Slowly, but surely, the plot came around to the NBA draft where M.J. was the third overall draft pick to the Chicago Bulls. Currently, the Bulls are a big part of Chicago culture. But, before Michael Jordan, they were being overshadowed by an indoor soccer team who played in their arena, The Sting. Most games were only a third full of fans, so when he was drafted, the hope was that he would convert the team to a winning one. And, he did. The episode goes through many flashbacks until it finally reaches the 1997-1998 season and the tensions with Jerry Krause.

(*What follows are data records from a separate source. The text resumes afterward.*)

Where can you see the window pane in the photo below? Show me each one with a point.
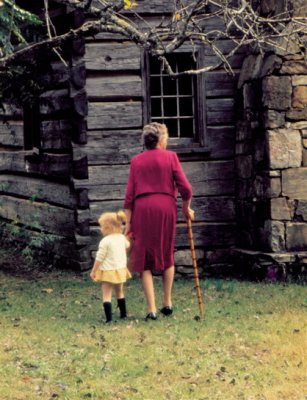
(170, 107)
(186, 127)
(156, 107)
(169, 86)
(155, 88)
(185, 85)
(186, 106)
(172, 127)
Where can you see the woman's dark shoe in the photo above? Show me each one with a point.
(167, 311)
(152, 316)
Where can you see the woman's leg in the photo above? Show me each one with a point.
(149, 291)
(121, 301)
(168, 279)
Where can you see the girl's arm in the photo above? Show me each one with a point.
(96, 266)
(128, 221)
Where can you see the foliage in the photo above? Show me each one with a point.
(250, 345)
(35, 248)
(13, 21)
(241, 23)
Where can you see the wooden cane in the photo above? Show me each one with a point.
(195, 269)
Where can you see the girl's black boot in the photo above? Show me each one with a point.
(122, 307)
(107, 306)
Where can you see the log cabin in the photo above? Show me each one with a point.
(241, 138)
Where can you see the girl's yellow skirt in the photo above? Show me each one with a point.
(114, 276)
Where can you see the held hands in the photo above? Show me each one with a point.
(93, 274)
(188, 213)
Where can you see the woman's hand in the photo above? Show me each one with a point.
(93, 274)
(127, 228)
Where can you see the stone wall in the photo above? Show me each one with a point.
(271, 159)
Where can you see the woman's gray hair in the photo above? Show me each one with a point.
(152, 133)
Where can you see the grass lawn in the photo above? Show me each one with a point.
(251, 344)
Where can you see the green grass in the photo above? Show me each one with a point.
(250, 345)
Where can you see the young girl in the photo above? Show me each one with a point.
(110, 267)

The series highlights one of the greatest teams at the time and one of the best ever players, the Chicago Bulls and Michael Jordan. Many of M.J.’s fans were around at the time to see him lead the NBA. This documentary gives answers to many questions and fulfills the curiosity of those who were left wondering. For those who were not around to see it, it brings back good memories wrapped in the truth. Although the episode seemed long for just a preface to the series, what it foreshadows coming seems incredible.

 

Episode Two

The second episode served as a reflection of the “Robin to Michael Jordan’s Batman”: Scottie Pippen, the fifth overall draft pick in 1987. He was the most underrated, overlooked player because of who he was playing with. But, when his teammates were asked, he was everything. Michael Jordan believed that his best teammate was the reason he played the game as he did. ESPN even took the time to dive deeper into his life, going as far back as his youth where he was raised with his eleven siblings by his two parents in a small town in Arkansas. In words spoken by his brother and friend, the hardships he faced were revealed.

In high school, Pippen was an “okay” 6’1″ player, but as he practiced and grew he entered college, he was a 6’8″ forward whose game had picked up and progressed crazily. As he continues to get better and better, he earned his spot as an early draft pick, only the picks were confusing but he eventually settled with the Chicago Bulls. At this point, he would have signed any contract as he desperately needed the money to help his family since he came from poverty. Because of this, he was harshly underpaid. After earning more money, the Bulls refused to negotiate. With much commotion between Pippen and Krause, the ‘97-’98 season was already looking down. Pippen delayed foot surgery so he could live his summer and use the season to recover and prepare. Jordan would be on the court without his right-hand man, a decision he labeled as “selfish.”

 

The documentary series, “The Last Dance” does not cut anybody any slack. It instead chooses to tell the true story behind the 1997-1998 Chicago Bulls season. Each aspect of the season is publicized for all to see and understand with background information to help the story carry along. The series does not paint any side better than the other.  It allows for the watchers to decide which perspective they follow and, therefore, develop their feelings on the season.